Luxembourg plans to cut taxes for actively managed exchange traded funds to give the Grand Duchy “the right starting conditions” in the growing market for the products.
The Luxembourg government levies a subscription tax – taxe d’abonnement – of 5 basis points on retail mutual funds and 1bp for institutional shares classes, which is borne by investors.
ETFs that track an index are exempt from the tax, but actively managed products are not.
Gilles Roth, Luxembourg’s minister of finance, says he “intends to reduce” the subscription tax for active ETFs.
“Thanks to its long-standing expertise in active fund management and the presence of global asset management leaders, Luxembourg should have the right starting conditions in this emerging field,” he says.
Roth announced the plans at the Association of the Luxembourg Fund Industry’s global asset management conference yesterday.
He did not specify how much the tax rate would be cut or when it would take effect.
A spokesperson for Luxembourg’s Ministry of Finance says details on the tax cut “should be announced in the coming months”.
Active ETFs in Europe had €38bn of assets under management at the end of 2023, up from €27bn the year before, Morningstar data shows.
Alfi’s chairperson, Jean-Marc Goy, says Luxembourg should scrap the subscription tax altogether for active ETFs.
Goy, who was speaking earlier at the Alfi conference, says: “We have to make sure that Luxembourg is an attractive and competitive jurisdiction for the setup of such active ETF products.”
“Active ETFs is a new product trend we see developing tremendously in the US [that is also developing] outside of the US,” Goy says.

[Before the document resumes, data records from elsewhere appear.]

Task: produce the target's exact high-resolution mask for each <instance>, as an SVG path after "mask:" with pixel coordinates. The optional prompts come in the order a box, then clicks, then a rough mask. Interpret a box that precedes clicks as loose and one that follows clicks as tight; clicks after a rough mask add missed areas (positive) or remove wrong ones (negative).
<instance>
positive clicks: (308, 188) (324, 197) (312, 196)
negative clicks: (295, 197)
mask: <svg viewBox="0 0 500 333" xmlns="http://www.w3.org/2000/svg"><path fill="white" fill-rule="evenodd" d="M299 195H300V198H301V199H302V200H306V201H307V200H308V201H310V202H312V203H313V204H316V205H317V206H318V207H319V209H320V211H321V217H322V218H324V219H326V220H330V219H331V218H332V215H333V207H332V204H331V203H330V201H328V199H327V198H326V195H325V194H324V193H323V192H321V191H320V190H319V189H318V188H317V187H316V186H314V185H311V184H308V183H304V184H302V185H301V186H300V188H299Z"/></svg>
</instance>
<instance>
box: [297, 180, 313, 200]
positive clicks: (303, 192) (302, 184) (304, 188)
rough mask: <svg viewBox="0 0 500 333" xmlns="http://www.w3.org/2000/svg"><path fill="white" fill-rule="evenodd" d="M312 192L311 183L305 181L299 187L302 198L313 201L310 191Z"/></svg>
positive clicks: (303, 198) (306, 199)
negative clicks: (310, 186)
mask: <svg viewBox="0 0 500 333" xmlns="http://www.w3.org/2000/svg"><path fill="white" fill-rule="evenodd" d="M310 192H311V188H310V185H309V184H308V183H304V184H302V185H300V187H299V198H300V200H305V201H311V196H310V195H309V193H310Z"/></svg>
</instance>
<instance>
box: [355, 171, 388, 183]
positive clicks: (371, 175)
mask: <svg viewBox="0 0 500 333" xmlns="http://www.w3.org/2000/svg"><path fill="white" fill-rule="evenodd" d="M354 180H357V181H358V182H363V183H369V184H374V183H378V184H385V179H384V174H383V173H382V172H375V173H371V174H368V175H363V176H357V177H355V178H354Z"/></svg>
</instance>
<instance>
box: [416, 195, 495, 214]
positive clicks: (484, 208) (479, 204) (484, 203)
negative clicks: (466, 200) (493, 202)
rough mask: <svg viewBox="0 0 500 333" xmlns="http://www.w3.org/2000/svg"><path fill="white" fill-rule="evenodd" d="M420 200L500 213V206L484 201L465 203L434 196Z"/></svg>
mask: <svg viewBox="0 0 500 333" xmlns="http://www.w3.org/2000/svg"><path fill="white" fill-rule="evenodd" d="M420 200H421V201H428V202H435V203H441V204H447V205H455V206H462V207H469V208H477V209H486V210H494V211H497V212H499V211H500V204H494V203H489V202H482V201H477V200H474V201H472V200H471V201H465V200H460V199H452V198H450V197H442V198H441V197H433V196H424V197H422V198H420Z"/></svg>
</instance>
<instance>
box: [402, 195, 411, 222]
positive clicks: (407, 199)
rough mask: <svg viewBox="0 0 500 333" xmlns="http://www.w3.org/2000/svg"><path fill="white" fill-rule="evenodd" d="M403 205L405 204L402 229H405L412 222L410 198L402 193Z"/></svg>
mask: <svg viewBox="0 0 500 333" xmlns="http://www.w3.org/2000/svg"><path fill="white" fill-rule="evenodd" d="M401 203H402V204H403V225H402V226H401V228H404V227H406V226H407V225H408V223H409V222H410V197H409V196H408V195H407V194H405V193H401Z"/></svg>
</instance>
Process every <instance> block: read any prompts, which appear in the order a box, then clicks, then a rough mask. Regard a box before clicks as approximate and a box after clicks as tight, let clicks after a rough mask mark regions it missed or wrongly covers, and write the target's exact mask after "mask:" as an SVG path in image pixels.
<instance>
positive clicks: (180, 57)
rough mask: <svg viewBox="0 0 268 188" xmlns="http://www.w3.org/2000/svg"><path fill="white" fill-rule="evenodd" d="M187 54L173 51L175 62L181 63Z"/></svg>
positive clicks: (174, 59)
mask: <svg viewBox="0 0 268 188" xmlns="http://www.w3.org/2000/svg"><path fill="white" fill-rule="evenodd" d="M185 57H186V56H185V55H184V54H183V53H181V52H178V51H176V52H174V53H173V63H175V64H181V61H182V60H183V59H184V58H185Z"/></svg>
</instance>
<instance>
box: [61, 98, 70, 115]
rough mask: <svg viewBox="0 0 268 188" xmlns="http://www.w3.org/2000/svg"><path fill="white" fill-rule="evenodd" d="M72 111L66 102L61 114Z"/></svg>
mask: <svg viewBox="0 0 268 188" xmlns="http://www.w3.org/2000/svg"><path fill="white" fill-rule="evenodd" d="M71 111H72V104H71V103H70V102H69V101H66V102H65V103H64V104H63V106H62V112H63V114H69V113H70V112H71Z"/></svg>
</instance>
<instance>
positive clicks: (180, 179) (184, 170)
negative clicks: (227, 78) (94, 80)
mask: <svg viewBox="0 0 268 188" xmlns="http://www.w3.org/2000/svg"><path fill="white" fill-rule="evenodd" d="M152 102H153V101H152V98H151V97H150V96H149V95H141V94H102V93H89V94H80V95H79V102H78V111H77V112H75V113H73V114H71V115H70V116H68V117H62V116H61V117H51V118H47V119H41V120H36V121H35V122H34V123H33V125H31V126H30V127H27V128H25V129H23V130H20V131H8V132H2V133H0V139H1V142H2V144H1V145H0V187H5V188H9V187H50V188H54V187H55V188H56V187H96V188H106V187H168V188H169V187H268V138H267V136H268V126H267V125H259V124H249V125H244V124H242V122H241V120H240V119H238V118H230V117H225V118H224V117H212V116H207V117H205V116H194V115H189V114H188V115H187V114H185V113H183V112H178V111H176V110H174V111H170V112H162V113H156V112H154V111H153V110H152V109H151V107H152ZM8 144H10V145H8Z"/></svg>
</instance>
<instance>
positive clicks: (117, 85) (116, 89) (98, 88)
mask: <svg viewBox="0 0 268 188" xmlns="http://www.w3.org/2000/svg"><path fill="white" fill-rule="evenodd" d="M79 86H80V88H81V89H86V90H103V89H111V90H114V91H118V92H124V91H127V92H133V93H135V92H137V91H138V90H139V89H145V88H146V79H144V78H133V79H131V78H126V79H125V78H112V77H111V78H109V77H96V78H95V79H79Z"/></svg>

Luxembourg’s tax announcement follows recent research that suggested Ireland’s funds industry could overtake the Grand Duchy’s within six years, with experts pointing to ETFs as one of the main drivers of Ireland’s growth, as reported by Ignites Europe.
Active ETFs domiciled in Ireland had €32.9bn of assets at the end of last year, whereas Luxembourg accounts for just €3bn, according to Morningstar data.
Michael O’Riordan, founding partner at BLACKWATER, an ETF consulting firm, says Luxembourg will need to offer a lot of incentives to ETF providers to entice them away from Ireland.
“All the servicing talent for ETFs is in Ireland, which gives Ireland a massive advantage [over Luxembourg].”
O’Riordan says: “The Luxembourg government would need to start throwing out a lot of carrots if they want to incentivise the big servicing shops to start relocating to Luxembourg.”